Confocal microscopy is a very popular technique for high-quality images. It is quite useful when working with tissue or bio-samples due to the relatively simple sample preparation. Confocal microscopes are an alternative to traditional ones. While in a traditional microscope we have a wide field where most of the elements at the sample surface are in focus, with a confocal microscope, a sample can be observed at different depths using spatial filters that eliminate out-of-focus light.
Confocal microscopy was invented in 1955: a sample is scanned and a point-to-point image is created. Light passes through a series of pin holes that eliminates unfocused light thus increasing image resolution. We discuss a similar system here: the scanning of the sample can be made either by moving the sample or by xy scanning mirrors. Figure 1 shows a schematic of the system.

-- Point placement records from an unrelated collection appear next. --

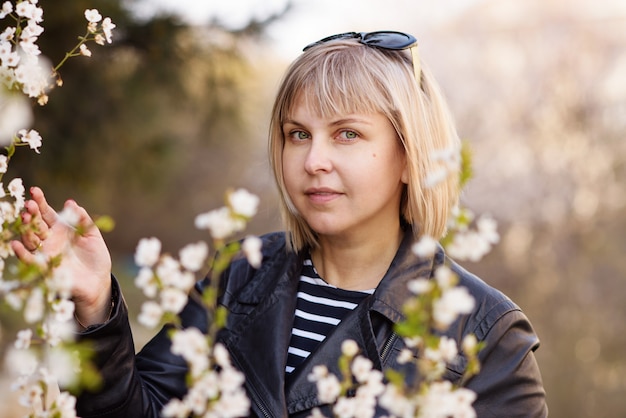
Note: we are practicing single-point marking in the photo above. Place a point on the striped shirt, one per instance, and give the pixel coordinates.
(319, 308)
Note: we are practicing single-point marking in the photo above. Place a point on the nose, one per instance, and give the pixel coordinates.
(318, 158)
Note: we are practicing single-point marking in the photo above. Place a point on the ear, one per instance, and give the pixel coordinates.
(404, 177)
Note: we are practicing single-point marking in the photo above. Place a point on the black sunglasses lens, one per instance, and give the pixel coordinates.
(389, 40)
(346, 35)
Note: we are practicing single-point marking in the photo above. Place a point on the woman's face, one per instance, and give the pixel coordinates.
(344, 174)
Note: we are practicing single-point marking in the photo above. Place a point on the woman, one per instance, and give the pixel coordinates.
(354, 132)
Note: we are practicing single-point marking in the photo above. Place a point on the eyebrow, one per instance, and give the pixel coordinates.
(333, 123)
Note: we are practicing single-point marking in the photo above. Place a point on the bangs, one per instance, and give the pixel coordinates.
(341, 83)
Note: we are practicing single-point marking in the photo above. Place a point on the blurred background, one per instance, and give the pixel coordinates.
(153, 129)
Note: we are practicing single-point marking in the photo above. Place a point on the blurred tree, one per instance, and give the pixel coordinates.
(152, 128)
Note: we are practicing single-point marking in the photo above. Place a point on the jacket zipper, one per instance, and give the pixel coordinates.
(253, 393)
(257, 401)
(387, 346)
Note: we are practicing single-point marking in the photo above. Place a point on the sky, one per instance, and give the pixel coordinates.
(311, 20)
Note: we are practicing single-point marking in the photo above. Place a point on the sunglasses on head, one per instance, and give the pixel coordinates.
(384, 39)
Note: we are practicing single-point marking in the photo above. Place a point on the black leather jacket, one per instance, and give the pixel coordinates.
(261, 306)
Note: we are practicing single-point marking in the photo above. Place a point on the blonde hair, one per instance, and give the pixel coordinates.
(345, 76)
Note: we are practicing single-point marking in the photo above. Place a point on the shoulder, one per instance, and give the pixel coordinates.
(249, 283)
(493, 309)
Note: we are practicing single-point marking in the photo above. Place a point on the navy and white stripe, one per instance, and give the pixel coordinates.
(319, 308)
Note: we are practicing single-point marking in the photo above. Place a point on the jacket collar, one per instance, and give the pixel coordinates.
(269, 325)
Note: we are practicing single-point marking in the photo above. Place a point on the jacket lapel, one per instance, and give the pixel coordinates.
(266, 325)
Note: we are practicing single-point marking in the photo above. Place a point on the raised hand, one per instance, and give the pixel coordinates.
(84, 255)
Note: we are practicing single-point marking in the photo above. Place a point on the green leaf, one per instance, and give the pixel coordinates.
(105, 223)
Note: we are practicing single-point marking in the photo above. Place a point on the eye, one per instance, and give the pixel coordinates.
(298, 136)
(347, 135)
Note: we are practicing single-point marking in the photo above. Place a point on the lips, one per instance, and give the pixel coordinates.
(321, 194)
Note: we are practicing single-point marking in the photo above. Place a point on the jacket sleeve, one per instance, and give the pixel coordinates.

In terms of optical components, we require a very intense light source. After the light source, we have a filter (usually referred to as an excitation filter), where only a very specific wavelength passes through. From this filter, we go to a dichroic mirror. Dichroic mirrors have a very specific transmission and reflection coefficient for two different wavelengths, that is they allow one wavelength to be transmitted while reflecting the other wavelength. In our case. we will reflect the light coming from the excitation filter, and this beam will be focused by a lens into a sample. The sample is then excited by this specific wavelength and fluorescence takes place in the biomolecule we are trying to detect. The light emitted by the biomolecule due to fluorescence is then transmitted back to the dichroic mirror. On this second pass, the emitted light passes through the mirror and then through a pinhole (this one called emission filter) and then to the ocular or camera.
One of the great advantages of confocal microscopy is the ability to create 3D sample images. Data obtained from optical slices along the optical axis are used to reconstruct a 3D image using software and image processing. Fig. 2 shows a 3D reconstruction from slices of a suspension of 2 mm diameter PMMA particles.
A confocal microscope provides a significant imaging improvement over conventional microscopes. It creates sharper, more detailed 2D images, and allows collection of data in three dimensions.